The transduction of T cells to express chimeric T-cell antigen receptor (CAR) is an attractive strategy for adaptive immunotherapy for cancer, because the CAR can redirect the recognition specificity of T cells to tumor-associated antigens (TAAs) on the surface of target cells, thereby avoiding the limitations of HLA restriction. However, there are considerable problems with the clinical application of CAR, mostly due to its xenogeneic components, which could be immunogenic in humans. Moreover, while extensive studies on the CARs have been performed, the detailed molecular mechanisms underlying the activation of CAR-grafted T cells remain unclear.
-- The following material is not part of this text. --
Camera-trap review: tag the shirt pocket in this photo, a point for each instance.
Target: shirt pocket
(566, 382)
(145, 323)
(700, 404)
In order to eliminate potential immunogenicity and investigate the molecular basis of the CAR-mediated T-cell activation, we constructed a novel CAR (CAR57-28ζ) specific for one of the most important TAAs, epithelial cell adhesion molecule (EpCAM), using only human-derived genes. We revealed that in Jurkat T cells, lentivirally expressed CAR57-28ζ can transmit the T-cell-activating signals sufficient to induce IL-2 production upon EpCAM stimulation. An immunofluorescent analysis clearly showed that the CAR57-28ζ induces the formation of signaling clusters containing endogenous CD3ζ at the CAR/EpCAM interaction interface. These results suggest that this CAR gene may be safely and effectively applied for adaptive T-cell immunotherapy.